Electro-ejaculation was a suitable method for semen collection in this threatened species; all collections were successful and were performed without problems. No change in animal’s behavior or health was observed after collections, suggesting that the protocol used was clinically and ethically acceptable.
Sperm morphology evaluation in an ejaculate is used to characterize the number of normal and abnormal cells. Primary defects result from problems during spermatogenesis and secondary defects during final spermatozoa maturation in the epididymis. Semen quality observed here was similar to previous studies. A high percentage (mean 51%) of morphologically abnormal spermatozoa was present in the ejaculate of all males in a study of jaguars in Brazil.
The presence of secondary defects could be related to poor manipulation of the ejaculate.
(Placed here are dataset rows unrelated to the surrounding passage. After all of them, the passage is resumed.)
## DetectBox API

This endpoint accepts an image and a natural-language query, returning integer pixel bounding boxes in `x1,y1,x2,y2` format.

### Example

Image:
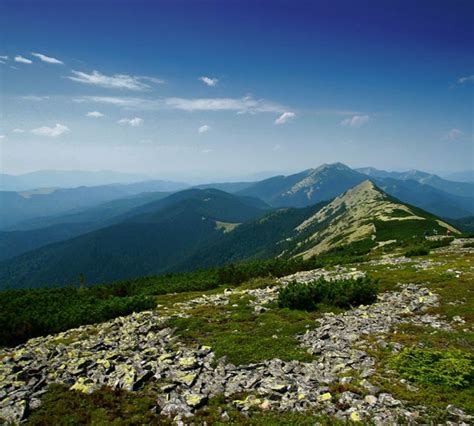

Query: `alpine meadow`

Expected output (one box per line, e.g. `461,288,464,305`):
0,0,474,426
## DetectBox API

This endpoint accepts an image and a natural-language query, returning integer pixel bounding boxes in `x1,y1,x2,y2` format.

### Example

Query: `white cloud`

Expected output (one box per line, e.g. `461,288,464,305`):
275,111,295,124
31,123,69,138
21,95,49,102
198,124,211,133
199,76,219,87
67,70,150,90
340,115,369,127
75,96,286,114
117,117,143,127
31,52,64,65
458,74,474,84
446,129,463,142
137,76,165,84
164,96,283,113
15,55,33,64
86,111,104,118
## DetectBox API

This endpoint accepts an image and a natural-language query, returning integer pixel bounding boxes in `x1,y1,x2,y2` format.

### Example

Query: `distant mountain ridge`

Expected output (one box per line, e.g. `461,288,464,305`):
0,170,154,191
0,180,458,288
233,163,474,218
0,189,265,288
356,167,474,197
172,180,459,271
0,180,188,229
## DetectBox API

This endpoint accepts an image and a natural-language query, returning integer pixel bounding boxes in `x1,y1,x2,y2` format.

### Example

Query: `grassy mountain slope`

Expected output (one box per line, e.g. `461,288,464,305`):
0,189,263,288
176,181,456,269
286,180,459,258
373,178,474,218
238,163,366,207
356,167,474,197
238,163,474,218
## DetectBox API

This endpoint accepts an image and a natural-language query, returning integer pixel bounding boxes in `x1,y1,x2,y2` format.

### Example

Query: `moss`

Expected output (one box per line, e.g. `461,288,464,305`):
166,298,316,365
390,348,474,388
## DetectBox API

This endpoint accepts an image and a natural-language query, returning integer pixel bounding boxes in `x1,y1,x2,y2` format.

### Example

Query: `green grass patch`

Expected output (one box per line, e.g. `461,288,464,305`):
27,385,162,426
278,277,378,311
391,348,474,388
404,246,430,257
166,298,316,365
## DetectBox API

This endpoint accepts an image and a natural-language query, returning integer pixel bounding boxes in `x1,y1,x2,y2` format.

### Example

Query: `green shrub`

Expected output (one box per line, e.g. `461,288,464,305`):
424,237,454,249
278,277,378,311
404,246,430,257
391,348,474,388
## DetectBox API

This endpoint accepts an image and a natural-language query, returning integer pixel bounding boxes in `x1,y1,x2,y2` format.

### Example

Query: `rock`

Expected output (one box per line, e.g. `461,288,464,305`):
178,356,197,370
350,411,362,422
316,392,332,402
185,394,206,408
69,377,94,393
364,395,377,405
359,379,380,395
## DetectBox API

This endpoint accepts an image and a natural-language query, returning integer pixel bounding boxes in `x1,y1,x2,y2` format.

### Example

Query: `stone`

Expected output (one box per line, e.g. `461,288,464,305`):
69,377,94,393
364,395,377,405
316,392,332,402
185,394,206,408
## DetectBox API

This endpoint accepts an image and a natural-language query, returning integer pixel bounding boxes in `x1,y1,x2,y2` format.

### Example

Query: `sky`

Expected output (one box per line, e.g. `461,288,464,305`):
0,0,474,179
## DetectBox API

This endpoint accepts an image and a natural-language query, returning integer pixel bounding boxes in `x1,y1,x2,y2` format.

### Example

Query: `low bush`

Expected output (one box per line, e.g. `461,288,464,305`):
404,246,430,257
278,277,378,311
391,348,474,388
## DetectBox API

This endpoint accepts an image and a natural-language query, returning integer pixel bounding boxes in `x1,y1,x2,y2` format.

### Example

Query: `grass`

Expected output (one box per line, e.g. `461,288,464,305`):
14,241,474,425
360,246,474,416
26,385,347,426
166,296,317,365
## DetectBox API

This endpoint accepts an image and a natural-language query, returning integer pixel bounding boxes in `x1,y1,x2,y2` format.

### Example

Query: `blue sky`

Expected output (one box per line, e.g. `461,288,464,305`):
0,0,474,179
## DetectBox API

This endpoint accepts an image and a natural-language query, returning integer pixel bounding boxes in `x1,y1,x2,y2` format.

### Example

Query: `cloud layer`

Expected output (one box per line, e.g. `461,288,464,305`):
31,123,69,138
15,55,33,64
31,52,64,65
275,111,295,124
117,117,143,127
198,124,211,133
199,76,219,87
340,115,370,127
86,111,104,118
67,70,150,91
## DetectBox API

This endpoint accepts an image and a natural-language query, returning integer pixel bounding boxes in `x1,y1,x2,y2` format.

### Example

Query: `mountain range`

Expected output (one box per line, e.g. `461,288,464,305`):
0,179,457,288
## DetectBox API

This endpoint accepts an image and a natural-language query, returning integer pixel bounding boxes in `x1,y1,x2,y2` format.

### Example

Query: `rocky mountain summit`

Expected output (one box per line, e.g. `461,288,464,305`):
0,238,474,424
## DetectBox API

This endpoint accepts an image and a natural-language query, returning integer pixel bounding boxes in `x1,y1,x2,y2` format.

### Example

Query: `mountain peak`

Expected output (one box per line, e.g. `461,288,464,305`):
294,180,458,258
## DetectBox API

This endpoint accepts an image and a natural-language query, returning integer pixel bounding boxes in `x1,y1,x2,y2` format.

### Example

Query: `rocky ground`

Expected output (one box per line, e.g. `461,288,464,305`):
0,241,472,424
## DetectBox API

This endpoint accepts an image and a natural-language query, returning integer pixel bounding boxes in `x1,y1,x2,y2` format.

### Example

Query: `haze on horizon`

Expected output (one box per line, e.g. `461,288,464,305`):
0,0,474,180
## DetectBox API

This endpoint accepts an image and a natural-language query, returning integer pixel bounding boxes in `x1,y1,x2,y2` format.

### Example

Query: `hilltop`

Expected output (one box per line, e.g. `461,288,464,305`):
0,180,459,288
0,235,474,425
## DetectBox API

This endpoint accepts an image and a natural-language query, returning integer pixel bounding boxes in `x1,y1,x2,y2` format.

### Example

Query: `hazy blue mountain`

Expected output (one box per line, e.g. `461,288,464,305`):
196,182,255,194
0,181,186,230
0,189,264,288
159,180,456,270
356,167,474,197
0,170,150,191
237,163,474,218
0,192,170,260
237,163,367,207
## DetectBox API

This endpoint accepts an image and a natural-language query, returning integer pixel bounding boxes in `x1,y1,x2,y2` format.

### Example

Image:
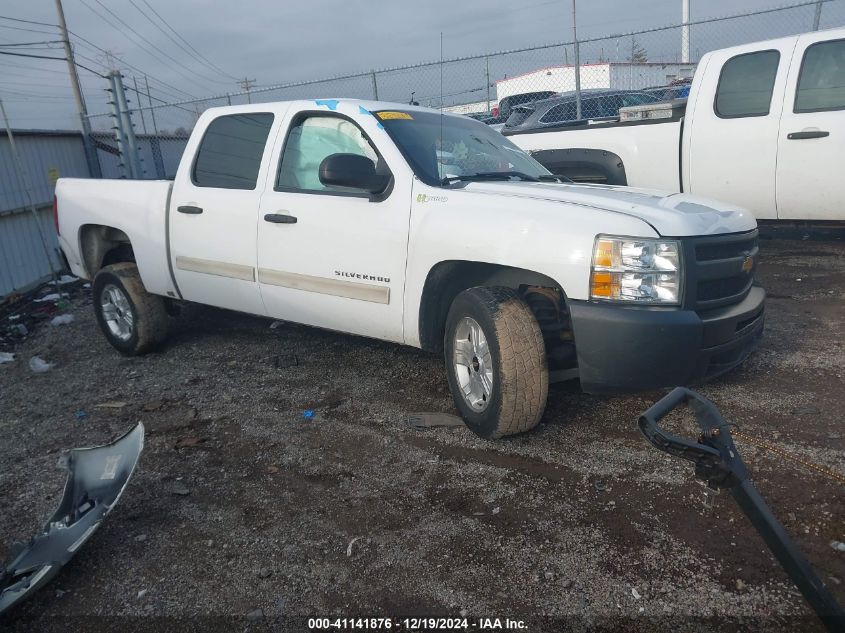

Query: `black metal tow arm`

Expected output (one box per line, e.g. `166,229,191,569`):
639,387,845,632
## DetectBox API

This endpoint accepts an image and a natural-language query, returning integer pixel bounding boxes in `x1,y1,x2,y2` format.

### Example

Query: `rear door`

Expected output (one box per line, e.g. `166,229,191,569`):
684,38,795,219
777,33,845,220
169,112,274,314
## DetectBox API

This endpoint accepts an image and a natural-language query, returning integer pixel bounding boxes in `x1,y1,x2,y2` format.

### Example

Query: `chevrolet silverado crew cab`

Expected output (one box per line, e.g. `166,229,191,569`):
504,28,845,221
56,99,764,437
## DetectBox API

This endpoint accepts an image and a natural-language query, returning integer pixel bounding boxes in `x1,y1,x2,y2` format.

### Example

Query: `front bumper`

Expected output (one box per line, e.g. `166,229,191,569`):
569,286,766,393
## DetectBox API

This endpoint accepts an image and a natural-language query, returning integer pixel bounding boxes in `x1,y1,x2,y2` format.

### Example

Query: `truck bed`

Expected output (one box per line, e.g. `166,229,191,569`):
56,178,175,296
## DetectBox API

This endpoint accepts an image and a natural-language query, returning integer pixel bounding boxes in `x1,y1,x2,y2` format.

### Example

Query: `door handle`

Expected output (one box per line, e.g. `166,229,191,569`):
264,213,296,224
786,130,830,141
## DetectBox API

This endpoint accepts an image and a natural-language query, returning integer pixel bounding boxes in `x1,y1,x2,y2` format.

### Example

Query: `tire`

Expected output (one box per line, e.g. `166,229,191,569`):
92,262,170,356
443,287,549,439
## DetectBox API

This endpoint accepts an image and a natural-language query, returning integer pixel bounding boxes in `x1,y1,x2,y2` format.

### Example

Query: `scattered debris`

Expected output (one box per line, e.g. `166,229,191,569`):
50,275,79,286
29,356,55,374
170,481,191,497
346,536,363,556
34,292,67,303
272,354,299,369
0,424,144,613
94,400,127,409
50,314,73,327
408,412,464,431
174,435,205,449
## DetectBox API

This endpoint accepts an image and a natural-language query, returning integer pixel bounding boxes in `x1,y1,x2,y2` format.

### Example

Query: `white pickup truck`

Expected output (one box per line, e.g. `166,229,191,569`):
504,29,845,221
56,99,764,437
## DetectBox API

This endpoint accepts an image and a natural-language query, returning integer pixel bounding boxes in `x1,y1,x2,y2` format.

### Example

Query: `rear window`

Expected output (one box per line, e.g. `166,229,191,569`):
192,113,273,189
795,40,845,112
715,51,780,119
540,101,575,123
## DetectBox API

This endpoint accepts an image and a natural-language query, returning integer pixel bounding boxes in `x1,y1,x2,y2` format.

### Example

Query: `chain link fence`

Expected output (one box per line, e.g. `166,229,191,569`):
82,0,845,178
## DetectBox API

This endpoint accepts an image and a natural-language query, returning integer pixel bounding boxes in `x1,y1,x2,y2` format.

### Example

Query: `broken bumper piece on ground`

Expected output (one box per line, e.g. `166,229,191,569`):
0,423,144,613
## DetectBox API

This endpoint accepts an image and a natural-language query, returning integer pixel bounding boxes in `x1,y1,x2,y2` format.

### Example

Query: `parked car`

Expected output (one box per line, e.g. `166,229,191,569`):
55,99,764,437
484,90,557,125
504,28,845,221
505,89,662,132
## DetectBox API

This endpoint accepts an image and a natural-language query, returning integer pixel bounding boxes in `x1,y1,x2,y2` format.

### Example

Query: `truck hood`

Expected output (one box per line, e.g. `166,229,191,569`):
465,181,757,237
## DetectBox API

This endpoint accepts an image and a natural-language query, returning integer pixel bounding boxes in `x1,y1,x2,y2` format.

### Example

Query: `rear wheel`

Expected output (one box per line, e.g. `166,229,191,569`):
444,287,549,438
92,262,170,356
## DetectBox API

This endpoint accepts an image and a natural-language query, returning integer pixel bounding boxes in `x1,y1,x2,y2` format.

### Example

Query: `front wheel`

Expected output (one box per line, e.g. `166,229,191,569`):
92,262,170,356
444,287,549,438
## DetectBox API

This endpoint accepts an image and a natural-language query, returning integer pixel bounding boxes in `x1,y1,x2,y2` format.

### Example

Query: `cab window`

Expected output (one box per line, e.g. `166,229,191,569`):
191,113,273,189
276,114,379,194
794,40,845,112
715,50,780,119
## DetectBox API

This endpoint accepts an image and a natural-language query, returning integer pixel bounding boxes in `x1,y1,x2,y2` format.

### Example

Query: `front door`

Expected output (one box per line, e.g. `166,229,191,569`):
169,113,274,314
258,112,411,342
777,32,845,220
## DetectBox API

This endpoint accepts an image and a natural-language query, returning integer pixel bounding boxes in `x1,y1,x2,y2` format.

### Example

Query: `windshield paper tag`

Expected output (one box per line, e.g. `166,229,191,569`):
376,112,414,121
In the present study, however, the collections were made in an appropriate manner, in accordance with the standard protocol.
Primary defects originate during spermatogenesis and may be the result of genetic, environmental or nutritional factors. Poor quality of semen in wild felids has been associated with low genetic variability. In a study in Latin American zoos, large felids maintained on nutritionally adequate diets had a lower percentage of normal sperm. An analysis of genetic variability and/or paternity may contribute to the elucidation of the cause of low spermatic quality in jaguars in Brazilian zoos.